« Fukushima », récit d’une catastrophe

C’est par le biais d’une fiction que le cinéaste japonais Futoshi Sato raconte cet effroyable gâchis, qui a menacé le pays.

Le film raconte ces journées dramatiques, qui ont fait trembler le Japon, à travers plusieurs personnages.
Le film raconte ces journées dramatiques, qui ont fait trembler le Japon, à travers plusieurs personnages.

Le 11 mars 2011 a débuté « la plus grave crise du Japon depuis la guerre » ; d’abord un tremblement de terre, un « grand séisme », un grondement sourd suivi d’une vague géante, un tsunami, qui déclenche des réactions en chaîne dans la centrale nucléaire de Fukushima. C’est ce jour et les jours suivants que raconte le cinéaste japonais Futoshi Sato dans son film, « Fukushima, le couvercle du soleil » (sortie le 6 mars). Si, dans sa fabrication, cette fiction présente quelques maladresses, elle a le mérite de raconter cet effroyable gâchis d’après plusieurs points de vue, et de rappeler quel incroyable raté ce fut pour le gouvernement japonais.

Le récit se fait en effet par l’intermédiaire de plusieurs personnages, dont le directeur adjoint du cabinet du Premier ministre, auteur plus tard d’un livre sur le sujet, matière première de ce film ; un journaliste, accrédité à la résidence du Premier ministre Naoto Kan, le cœur du pouvoir ; l’épouse du journaliste, seule avec leur enfant, et dans l’inconnu de ce qui se passe, comme l’ensemble de la population ; des habitants des villages proches de Fukushima, dont un jeune employé de la centrale, théoriquement en congé mais qui va rejoindre son lieu de travail, par sens du devoir.

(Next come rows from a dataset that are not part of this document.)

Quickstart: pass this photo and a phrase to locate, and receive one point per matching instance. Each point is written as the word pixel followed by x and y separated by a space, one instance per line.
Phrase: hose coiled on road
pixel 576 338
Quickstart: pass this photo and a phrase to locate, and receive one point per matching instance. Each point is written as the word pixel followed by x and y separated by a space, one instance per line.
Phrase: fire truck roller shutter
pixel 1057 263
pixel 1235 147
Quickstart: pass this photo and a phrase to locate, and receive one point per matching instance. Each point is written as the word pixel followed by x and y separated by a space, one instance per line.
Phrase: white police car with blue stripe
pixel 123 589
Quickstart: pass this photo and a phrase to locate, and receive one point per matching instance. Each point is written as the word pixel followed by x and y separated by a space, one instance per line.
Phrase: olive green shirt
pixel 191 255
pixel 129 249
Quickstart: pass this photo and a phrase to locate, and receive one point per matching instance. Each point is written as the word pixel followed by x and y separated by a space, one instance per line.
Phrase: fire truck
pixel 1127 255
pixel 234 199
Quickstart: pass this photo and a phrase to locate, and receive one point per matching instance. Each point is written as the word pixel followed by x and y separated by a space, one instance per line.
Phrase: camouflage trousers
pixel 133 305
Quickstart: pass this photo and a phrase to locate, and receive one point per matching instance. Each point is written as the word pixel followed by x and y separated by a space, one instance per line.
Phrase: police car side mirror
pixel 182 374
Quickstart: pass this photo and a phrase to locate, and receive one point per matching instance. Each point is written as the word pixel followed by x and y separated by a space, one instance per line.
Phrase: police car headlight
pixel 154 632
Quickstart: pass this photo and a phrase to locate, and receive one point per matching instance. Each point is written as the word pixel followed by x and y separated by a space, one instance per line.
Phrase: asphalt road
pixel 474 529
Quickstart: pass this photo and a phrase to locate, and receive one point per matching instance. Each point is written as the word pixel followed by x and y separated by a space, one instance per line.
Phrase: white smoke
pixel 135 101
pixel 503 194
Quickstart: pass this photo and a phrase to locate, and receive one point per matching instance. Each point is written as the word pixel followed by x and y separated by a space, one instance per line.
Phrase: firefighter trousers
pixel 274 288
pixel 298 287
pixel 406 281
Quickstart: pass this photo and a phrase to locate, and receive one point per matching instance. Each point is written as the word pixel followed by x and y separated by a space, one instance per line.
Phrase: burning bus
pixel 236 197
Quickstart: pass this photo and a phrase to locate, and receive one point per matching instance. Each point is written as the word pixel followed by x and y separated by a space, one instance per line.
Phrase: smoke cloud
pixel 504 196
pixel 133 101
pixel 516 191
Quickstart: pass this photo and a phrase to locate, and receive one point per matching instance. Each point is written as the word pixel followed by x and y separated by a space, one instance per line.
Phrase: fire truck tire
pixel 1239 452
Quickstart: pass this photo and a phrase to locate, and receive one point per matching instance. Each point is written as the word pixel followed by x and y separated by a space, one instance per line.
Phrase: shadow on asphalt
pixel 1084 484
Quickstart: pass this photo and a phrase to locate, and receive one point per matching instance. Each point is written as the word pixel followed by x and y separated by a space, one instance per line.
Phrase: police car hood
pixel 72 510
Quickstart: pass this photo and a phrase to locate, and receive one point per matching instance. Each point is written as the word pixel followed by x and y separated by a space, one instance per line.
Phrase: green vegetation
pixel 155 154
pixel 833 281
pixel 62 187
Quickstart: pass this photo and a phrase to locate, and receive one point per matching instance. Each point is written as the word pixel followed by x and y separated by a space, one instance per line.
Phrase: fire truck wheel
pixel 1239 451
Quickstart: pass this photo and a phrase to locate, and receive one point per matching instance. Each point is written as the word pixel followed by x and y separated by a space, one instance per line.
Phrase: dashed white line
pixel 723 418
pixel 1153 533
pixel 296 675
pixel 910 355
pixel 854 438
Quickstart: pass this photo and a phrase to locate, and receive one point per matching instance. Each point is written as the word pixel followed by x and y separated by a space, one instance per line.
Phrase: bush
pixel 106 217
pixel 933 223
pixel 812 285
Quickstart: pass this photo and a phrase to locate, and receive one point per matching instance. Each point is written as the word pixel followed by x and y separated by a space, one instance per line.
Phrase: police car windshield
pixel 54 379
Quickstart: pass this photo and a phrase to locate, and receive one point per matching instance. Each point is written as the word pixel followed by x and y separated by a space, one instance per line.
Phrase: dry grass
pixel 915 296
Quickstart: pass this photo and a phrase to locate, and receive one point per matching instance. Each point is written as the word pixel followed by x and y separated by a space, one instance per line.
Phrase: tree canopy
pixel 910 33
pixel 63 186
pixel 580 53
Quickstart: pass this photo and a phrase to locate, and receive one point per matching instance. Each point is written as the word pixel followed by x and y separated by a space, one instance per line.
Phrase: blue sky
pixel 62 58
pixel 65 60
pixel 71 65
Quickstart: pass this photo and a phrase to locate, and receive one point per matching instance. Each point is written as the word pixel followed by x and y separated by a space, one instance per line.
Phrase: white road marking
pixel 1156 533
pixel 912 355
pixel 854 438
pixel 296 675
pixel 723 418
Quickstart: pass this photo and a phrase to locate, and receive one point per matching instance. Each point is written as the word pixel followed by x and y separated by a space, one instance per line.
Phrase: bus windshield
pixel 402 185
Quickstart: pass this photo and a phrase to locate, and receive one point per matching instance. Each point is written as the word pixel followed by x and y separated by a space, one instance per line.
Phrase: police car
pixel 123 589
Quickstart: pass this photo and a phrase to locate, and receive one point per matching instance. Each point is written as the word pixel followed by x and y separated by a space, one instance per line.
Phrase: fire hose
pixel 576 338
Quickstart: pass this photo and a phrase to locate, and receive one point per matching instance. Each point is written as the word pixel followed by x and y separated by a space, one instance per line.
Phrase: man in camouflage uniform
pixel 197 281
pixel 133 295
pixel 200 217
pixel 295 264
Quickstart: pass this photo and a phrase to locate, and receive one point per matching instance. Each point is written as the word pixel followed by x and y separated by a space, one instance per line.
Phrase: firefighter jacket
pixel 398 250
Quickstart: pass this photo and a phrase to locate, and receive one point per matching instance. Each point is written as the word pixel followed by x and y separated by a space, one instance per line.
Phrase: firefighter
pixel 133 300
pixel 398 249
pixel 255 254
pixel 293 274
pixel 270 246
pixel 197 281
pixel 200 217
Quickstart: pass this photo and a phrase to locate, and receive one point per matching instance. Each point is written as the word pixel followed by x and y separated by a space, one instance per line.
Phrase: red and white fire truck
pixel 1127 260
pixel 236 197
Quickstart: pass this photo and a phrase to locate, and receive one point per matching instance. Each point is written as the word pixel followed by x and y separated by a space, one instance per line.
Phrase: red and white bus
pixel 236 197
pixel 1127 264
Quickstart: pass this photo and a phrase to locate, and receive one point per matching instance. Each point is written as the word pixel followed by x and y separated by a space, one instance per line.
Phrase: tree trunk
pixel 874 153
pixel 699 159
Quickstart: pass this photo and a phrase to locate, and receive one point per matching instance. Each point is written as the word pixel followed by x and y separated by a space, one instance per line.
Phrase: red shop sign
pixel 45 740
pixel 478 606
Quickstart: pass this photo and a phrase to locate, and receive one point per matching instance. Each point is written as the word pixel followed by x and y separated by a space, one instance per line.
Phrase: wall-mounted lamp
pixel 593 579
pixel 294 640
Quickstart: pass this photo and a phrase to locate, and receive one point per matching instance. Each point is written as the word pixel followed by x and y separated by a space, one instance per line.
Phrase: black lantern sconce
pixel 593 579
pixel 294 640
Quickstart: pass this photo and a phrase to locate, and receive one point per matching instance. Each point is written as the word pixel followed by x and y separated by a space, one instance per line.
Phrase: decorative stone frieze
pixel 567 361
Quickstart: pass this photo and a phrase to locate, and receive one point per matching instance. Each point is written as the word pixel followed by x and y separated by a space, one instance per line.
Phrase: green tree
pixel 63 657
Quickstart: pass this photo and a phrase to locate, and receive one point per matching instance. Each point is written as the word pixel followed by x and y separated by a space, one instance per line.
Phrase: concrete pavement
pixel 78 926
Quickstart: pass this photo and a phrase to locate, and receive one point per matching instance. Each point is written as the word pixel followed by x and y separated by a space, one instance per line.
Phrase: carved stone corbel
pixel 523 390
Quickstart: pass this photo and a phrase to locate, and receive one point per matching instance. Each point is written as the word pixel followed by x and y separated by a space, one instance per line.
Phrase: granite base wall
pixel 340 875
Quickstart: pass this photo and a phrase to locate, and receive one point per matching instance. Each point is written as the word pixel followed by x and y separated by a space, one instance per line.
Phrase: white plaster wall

Ce que montre ce film, c’est avant tout l’agitation en salle de crise, les erreurs, les lourdeurs administratives, l’incompétence, ces fonctionnaires impuissants réduits à se prendre la tête dans les mains, et le gouvernement complétement désemparé, toujours en retard sur l’information. Le Premier ministre quitte ainsi son QG pour aller au siège de la compagnie d’électricité privée, qui contrôle la centrale nucléaire (!?), bien mieux informée de la situation que le gouvernement lui-même.

Secousses à répétition, vague géante, incendie, explosion, la dégradation progressive entraîne un état d’urgence surs les côtes japonaises, jusqu’à menacer Tokyo, un enchainement diabolique aux conséquences aussi dramatiques qu’inconnues. Bien sûr, « Fukushima, le couvercle du soleil » n’est pas rassurant quant à la sécurité nucléaire, et rempli alors sa fonction d’alerte, attention : danger !

Patrick TARDIT

« Fukushima, le couvercle du soleil », un film de Futoshi Sato (sortie le 6 mars).

Une projection aura lieu le dimanche 17 mars à 16h15 au Caméo Saint-Sébastien à Nancy, séance suivie d’un débat avec la présence exceptionnelle de Tamiyoshi Tachibana, producteur et ancien conseiller régional de la préfecture d’Okayama, Kolin Kobayashi, journaliste indépendant, président de l’Association Echo Echanges, membre du comité d’organisation du Forum social mondial antinucléaire, représentant du film en France, et le CLANCHE, Comité Lunévillois Anti Nucléaire et Contre l’Hérésie de l’Enfouissement.